Hintergrund
Chronik: Friedensnobelpreisträger seit 1995

2006: Muhammad Yunus und die von ihm gegründete Grameen Bank - für die Förderung wirtschaftlicher und sozialer Entwicklung von unten.

2005: Die Internationale Atomenergiebehörde und ihr Chef Mohammed El-Baradei - für ihren Einsatz gegen den militärischen Missbrauch von Atomenergie sowie die sichere Nutzung der Atomenergie für zivile Zwecke.

2004: Wangari Maathai (Kenia) - wegen ihres Einsatzes für eine „nachhaltige Umweltentwicklung sowie Demokratie und Frieden“

2003: Schirin Ebadi (Iran) - für ihren Einsatz für Kinder- und Frauenrechte sowie für politische Dissidenten.

2002: Jimmy Carter (USA) - für seinen jahrzehntelangen Einsatz für friedliche Konfliktlösungen, Demokratie und Menschenrechte.

2001: Vereinte Nationen (UN) und ihr Generalsekretär Kofi Annan (Ghana) - Einsatz für eine friedlichere und besser organisierte Welt.

2000: Kim Dae Jung (Südkorea) - für seinen Einsatz als oppositioneller Menschenrechtler und als Staatsmann für ein friedliches Verhältnis zu Nordkorea.

1999: Ärzte ohne Grenzen (Médecins sans Frontières) - für humanitäre Pionierarbeit.

1998: John Hume und David Trimble (Großbritannien) - Einsatz für eine friedliche Lösung des Nordirland-Konflikts.

1997: Jody Williams (USA) und ihre Internationale Kampagne zum Verbot von Landminen - Beitrag zum weltweiten Verbot von Tretminen.

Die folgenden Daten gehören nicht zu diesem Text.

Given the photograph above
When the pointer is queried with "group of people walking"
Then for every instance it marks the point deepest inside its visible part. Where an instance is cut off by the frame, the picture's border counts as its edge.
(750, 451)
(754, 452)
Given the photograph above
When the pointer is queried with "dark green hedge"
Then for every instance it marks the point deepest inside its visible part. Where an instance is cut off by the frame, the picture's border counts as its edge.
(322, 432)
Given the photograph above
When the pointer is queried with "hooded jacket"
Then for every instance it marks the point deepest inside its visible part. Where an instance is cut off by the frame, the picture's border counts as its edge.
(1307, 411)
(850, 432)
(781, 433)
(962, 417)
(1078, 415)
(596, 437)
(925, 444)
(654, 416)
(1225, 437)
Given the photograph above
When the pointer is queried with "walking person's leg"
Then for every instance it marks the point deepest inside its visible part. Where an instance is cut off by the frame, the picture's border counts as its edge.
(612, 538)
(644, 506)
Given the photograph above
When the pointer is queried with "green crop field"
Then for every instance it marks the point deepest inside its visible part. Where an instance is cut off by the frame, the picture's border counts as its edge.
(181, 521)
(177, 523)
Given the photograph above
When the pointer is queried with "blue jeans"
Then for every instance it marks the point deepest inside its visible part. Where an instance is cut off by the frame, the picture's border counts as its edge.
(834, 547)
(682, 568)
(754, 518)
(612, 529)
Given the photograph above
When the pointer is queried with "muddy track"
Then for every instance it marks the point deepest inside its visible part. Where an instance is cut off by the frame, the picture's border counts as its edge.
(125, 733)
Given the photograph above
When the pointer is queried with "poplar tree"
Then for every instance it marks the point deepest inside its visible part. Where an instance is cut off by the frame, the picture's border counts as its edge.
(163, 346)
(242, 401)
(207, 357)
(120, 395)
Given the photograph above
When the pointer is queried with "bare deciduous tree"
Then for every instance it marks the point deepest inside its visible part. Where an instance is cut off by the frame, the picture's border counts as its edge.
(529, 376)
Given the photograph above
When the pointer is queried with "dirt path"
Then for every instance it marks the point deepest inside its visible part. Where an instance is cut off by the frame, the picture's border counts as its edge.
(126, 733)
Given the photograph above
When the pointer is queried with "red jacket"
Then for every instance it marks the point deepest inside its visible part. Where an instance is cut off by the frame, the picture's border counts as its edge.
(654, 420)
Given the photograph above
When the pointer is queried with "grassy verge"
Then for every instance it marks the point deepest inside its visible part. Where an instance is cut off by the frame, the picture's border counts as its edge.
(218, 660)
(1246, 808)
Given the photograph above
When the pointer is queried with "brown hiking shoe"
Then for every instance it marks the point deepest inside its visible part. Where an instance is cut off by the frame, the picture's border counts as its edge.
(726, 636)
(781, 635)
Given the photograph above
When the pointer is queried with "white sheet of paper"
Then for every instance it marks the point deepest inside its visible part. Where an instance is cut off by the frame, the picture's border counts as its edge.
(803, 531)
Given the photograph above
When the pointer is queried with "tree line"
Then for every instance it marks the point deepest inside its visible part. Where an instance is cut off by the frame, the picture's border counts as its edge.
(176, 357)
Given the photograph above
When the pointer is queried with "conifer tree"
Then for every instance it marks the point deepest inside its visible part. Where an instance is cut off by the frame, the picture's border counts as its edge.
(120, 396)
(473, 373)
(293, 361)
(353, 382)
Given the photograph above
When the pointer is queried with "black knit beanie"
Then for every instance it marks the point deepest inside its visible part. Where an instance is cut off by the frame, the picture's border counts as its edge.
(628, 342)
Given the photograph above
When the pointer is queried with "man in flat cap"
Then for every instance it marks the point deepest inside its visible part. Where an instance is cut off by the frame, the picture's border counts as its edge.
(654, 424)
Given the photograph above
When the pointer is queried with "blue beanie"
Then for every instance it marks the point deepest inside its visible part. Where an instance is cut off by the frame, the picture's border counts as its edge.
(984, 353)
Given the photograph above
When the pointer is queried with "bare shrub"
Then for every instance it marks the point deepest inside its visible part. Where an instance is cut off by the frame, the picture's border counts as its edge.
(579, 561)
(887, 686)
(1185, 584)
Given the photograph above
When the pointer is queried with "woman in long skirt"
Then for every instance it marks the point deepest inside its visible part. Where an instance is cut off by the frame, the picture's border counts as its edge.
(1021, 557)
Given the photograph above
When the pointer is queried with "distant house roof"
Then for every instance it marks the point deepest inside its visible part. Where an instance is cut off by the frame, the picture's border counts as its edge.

1996: Carlos Belo (Ost-Timor) und José Ramos-Horta (Indonesien) - Einsatz für eine friedliche Lösung des Konflikts auf Ost-Timor.

1995: Josef Rotblat/Pugwash-Konferenz (Großbritannien) - für Anstrengungen, die Rolle von Atomwaffen in der Politik zu vermindern und die Waffen zu eliminieren.